Commercial developers suffer the same confused design aims. To return to the example of detectors, a Schiebel salesman told me that there are not enough sales in humanitarian demining to warrant the development of a detector for that market, so his company's detectors continue to be designed primarily for the military. These companies, however, know what is wanted (I, among others, have told them), but profit must come first.

Leaving aside the incremental improvement of demining tooling and protection (an area where my interest might make me less than objective), the development of mechanically assisted demining provides an object lesson for those who believe that western-based R&D is essential. While huge sums are being spent on monstrously heavy and strong machines that many believe will never work adequately, some demining groups, such as the NPA in Angola, have taken existing "mine-clearance" vehicles (the Aardvark) and used them in a more realistic role as an area-reduction and vegetation-clearance tool, and these applications have not involved any significant revision of the original machine. While this process is quick, it is also too expensive for most groups to consider. The HALO Trust, Mine Tech, and MACA (amongst others) have all taken existing plant equipment (much cheaper than military equipment) and adapted it for use in the field. Their converted back-hoes, tractors, and road-graders dramatically speed up the process of clearance. These groups have made minimal adjustments (usually armoring) to existing equipment and got on with the job without applying much thought to further developments.
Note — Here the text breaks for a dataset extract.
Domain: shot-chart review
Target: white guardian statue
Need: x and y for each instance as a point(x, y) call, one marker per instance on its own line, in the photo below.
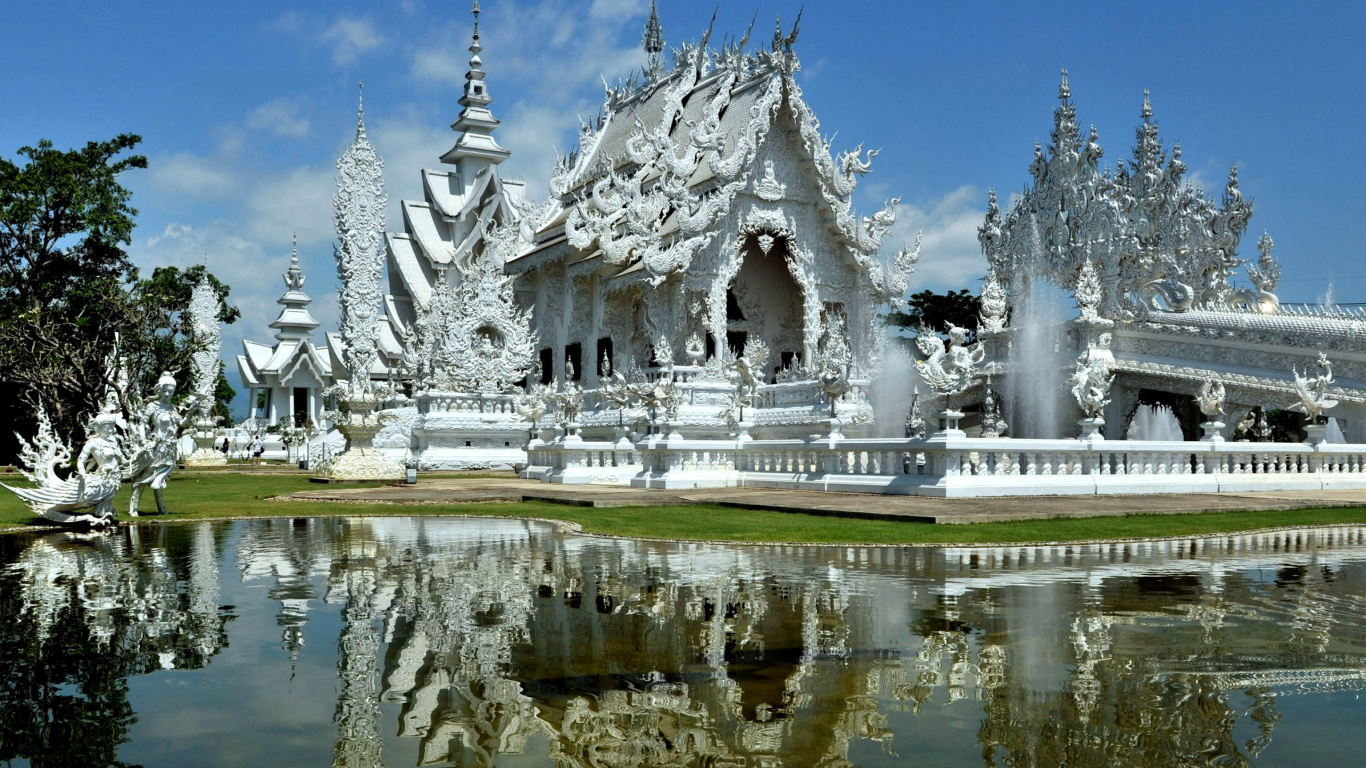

MgM, who pioneered the use of mulchers and road-graders in Angola, have gone one stage further. With a pool of scrap mine-resistant vehicles to draw on (in Namibia) and obsessive personal commitment, they have made fundamental refinements and developed dedicated Mechanically Assisted Mine clearance (MAM) systems at a remarkably low cost (mostly from their own pockets).

The success of all the existing MAM systems relies on them being developed in the field, where very expensive or impractical ideas are quickly dropped. Making incremental improvements to what they can get and with an everyday pressure for speed and effectiveness, these groups have already made a real difference to demining speed (in most cases, without compromising safety).

The truth is that MAM systems have been developed in the field at a fraction of the costs being spent on developing unsuitable equipment in safe countries overseas. If some of that cost were dedicated to field refinement, it could be far more effective in terms of speeding up the ground clearance.